Iran does have a history of using talks as a cover for continued weapons development, and in general a history of deception.
So did Slobodan Milosevic. He played European ministers like fiddles. And yet when the US really engaged, we were able to bring it to a conclusion. But a threat personally delivered is a lot more effective than a newspaper outburst.
What about Iraq? Are you in favor of a withdrawal of US forces the way things stand now?
I'm for a different strategy in the region. The whole discussion on Iraq has been about tricks and tactics, and as I've told people for years, that's a mistake. What we have to have is a different strategy in the region. Iran is a nation of 75 million people. It's here whether everybody likes it or not. And if we don't like its behavior, then we need to try to change its behavior. But the best way to change that behavior is to confront it, to engage it, directly, and that starts with an attempt at dialogue.
We've tried isolation for 30 years; it hasn't worked. Have isolation and economic sanctions prevented them from moving ahead and developing nuclear weapons? No, it hasn't. You must undertake serious diplomacy, because war has to be the last resort.

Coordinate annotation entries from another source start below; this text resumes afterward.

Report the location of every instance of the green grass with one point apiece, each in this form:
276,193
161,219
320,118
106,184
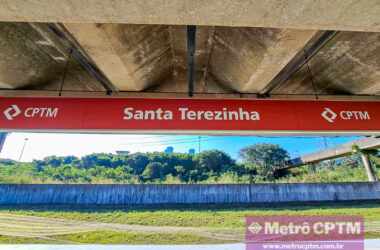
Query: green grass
23,240
210,218
112,237
188,217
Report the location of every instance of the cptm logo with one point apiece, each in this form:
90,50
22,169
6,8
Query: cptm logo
42,112
331,116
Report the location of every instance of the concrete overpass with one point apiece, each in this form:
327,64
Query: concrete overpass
362,146
241,49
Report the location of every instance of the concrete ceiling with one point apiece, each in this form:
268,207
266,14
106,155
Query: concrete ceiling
292,56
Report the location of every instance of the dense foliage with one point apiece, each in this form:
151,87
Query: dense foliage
259,164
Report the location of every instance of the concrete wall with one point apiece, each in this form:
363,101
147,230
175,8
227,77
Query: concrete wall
185,194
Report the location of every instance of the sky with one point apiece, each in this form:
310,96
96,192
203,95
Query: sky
40,145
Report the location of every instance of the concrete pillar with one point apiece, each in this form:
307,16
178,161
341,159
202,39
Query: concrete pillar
372,177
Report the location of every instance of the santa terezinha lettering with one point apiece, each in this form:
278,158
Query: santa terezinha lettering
184,113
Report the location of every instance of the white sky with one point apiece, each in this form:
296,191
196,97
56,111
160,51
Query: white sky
40,145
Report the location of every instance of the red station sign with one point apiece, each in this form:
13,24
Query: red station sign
187,115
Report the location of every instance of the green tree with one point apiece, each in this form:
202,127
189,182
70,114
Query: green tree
152,171
264,159
214,162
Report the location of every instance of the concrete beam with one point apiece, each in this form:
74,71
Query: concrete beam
359,15
342,150
247,59
132,57
372,177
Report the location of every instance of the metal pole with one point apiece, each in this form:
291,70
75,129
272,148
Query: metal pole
23,148
199,144
372,177
3,136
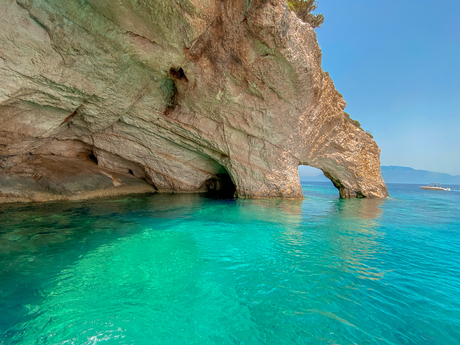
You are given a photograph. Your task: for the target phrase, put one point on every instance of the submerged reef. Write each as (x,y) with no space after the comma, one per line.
(103,98)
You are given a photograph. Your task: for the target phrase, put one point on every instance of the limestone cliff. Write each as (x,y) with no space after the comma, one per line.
(187,95)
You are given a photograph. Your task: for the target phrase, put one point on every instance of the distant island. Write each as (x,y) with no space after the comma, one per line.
(393,174)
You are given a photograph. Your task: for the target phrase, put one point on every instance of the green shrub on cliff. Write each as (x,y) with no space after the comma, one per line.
(304,9)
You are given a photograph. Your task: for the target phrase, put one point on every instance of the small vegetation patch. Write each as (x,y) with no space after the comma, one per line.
(304,9)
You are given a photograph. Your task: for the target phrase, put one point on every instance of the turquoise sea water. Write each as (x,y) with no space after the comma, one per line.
(183,269)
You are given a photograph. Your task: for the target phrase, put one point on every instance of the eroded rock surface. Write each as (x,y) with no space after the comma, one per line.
(189,95)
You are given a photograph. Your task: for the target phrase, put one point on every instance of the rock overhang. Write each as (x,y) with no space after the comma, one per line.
(178,93)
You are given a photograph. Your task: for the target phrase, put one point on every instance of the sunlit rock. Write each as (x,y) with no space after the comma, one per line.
(190,96)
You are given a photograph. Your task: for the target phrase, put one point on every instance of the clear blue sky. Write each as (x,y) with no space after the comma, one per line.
(397,64)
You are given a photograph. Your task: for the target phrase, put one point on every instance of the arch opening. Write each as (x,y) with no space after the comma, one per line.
(308,174)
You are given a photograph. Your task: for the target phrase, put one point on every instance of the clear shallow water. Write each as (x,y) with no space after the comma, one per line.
(183,269)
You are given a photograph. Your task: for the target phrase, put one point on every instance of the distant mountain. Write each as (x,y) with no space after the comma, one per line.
(397,174)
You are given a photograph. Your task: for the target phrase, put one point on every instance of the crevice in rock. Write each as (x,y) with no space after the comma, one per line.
(70,117)
(178,73)
(169,89)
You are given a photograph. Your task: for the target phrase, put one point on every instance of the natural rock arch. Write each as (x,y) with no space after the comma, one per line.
(189,88)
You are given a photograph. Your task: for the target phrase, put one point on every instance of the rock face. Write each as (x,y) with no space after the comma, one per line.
(189,95)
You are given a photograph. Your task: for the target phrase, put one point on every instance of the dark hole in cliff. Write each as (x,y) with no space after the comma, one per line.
(220,187)
(88,155)
(169,90)
(92,157)
(178,73)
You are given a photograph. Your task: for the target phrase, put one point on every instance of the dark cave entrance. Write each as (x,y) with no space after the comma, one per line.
(220,187)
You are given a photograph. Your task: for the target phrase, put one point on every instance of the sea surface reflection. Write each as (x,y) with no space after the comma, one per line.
(186,269)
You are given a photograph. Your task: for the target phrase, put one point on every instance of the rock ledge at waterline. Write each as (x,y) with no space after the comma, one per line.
(102,98)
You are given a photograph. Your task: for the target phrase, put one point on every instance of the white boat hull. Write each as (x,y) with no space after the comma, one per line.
(433,188)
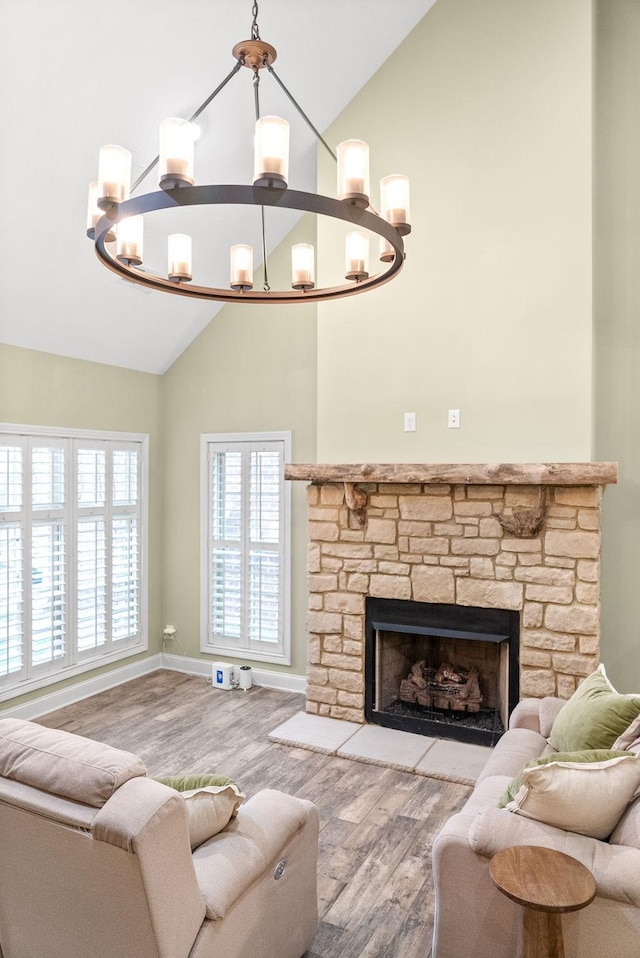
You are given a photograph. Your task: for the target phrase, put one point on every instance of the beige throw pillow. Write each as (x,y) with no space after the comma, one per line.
(210,809)
(584,797)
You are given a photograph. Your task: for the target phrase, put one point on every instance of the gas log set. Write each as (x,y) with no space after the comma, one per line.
(448,687)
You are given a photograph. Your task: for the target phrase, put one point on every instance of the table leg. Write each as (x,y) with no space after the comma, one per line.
(542,934)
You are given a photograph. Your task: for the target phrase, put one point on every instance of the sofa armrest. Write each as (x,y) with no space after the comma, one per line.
(536,714)
(616,868)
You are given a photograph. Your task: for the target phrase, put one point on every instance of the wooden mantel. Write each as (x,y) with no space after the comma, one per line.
(529,473)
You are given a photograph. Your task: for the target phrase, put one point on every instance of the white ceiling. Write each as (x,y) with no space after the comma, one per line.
(75,74)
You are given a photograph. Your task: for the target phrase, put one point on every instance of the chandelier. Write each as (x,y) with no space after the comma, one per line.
(115,219)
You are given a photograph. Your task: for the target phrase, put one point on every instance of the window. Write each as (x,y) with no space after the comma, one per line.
(72,548)
(246,546)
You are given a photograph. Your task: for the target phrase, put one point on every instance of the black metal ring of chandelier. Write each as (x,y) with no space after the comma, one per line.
(238,195)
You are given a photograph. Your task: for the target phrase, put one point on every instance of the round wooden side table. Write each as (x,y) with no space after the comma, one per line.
(547,883)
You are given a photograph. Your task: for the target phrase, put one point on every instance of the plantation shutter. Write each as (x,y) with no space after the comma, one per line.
(49,646)
(71,586)
(11,559)
(246,538)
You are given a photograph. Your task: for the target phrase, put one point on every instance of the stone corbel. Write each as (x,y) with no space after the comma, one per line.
(357,501)
(525,523)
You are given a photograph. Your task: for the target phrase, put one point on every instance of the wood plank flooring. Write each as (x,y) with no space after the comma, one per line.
(377,824)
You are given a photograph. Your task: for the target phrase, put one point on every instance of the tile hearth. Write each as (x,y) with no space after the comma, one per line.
(523,538)
(374,745)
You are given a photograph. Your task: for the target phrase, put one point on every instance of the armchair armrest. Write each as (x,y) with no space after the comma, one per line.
(616,868)
(250,845)
(536,714)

It's not up to the US to determine whether or not diplomacy will succeed - that takes both parties. But it's up to the US to seriously initiate it and stop giving Iran a chance to hide, as the US is doing with half-hearted measures and occasional visits. The US should put a full-court diplomatic press on it, should demand the Iranians come to the table, accept delegations, work the issues - let's get it resolved. If it has to be war, fine, but we'll do everything we can to avert it. We know who the loser in that war is going to be. It will be Iran. And the Iranian people. Iran is the biggest threat in the region. Iran was the threat before the US invaded Iraq, and I testified about that to the US Congress.
When is the point at which diplomacy may be too late? What is the timeline here?
We sent a diplomat to Slobodan Milosevic on the eve before we began bombing in 1999. Because if you want to sustain international legitimacy and you want to maintain the support of your people behind an operation, you must [employ] every possible means before you use force. Unless, of course, you're about to be attacked by surprise. But in this case there is no surprise. We can see this coming. It's time that the US faced up to its responsibility.
Last week the commander of British forces in Iraq said his men were, in effect, fighting a proxy war against Iran. Do you consider the UK, US and Israel currently at war with Iran?
Some people have called it a "cold war." There's a lot going on. But what's not going on is the kind of dialogue that we took up with the Russians during the Cold War. And you know, what we found in the case of Iraq was, because the administration didn't try to avoid war and didn't exhaust all diplomatic alternatives, when it was time to reach down and sustain the support of the American people, they had a great deal of difficulty doing that. So this time, if we're going to do this, we've got to do it the right way - and that is to exhaust every other alternative before it's too late.
Now, all we have to do is stall and continue to stall, and eventually the clock will run out and the Iranians will have what they need, whatever their preconditions are: They have got to acquire their nuclear weapon, they have to consolidate their position further in Iraq, they have to strengthen [their involvement in Lebanon], increase their grip in Gaza. At some point, their preconditions will be met, [but] right now they're not where they want to be. There may be some common interests [for the US and Iran to discuss now regarding those goals] - who knows?
You are the former commander of NATO. What is that organization's role regarding Iran?
NATO will have to take a very serious interest in Iran. But NATO is a collection of sovereign states, and it starts with American leadership. Iran should have a look around at the powers that NATO, the US, and other allies have arrayed around it.
What role can China and Russia play?
I see China and Russia waiting on the sidelines to exploit what happens. I wish it weren't so.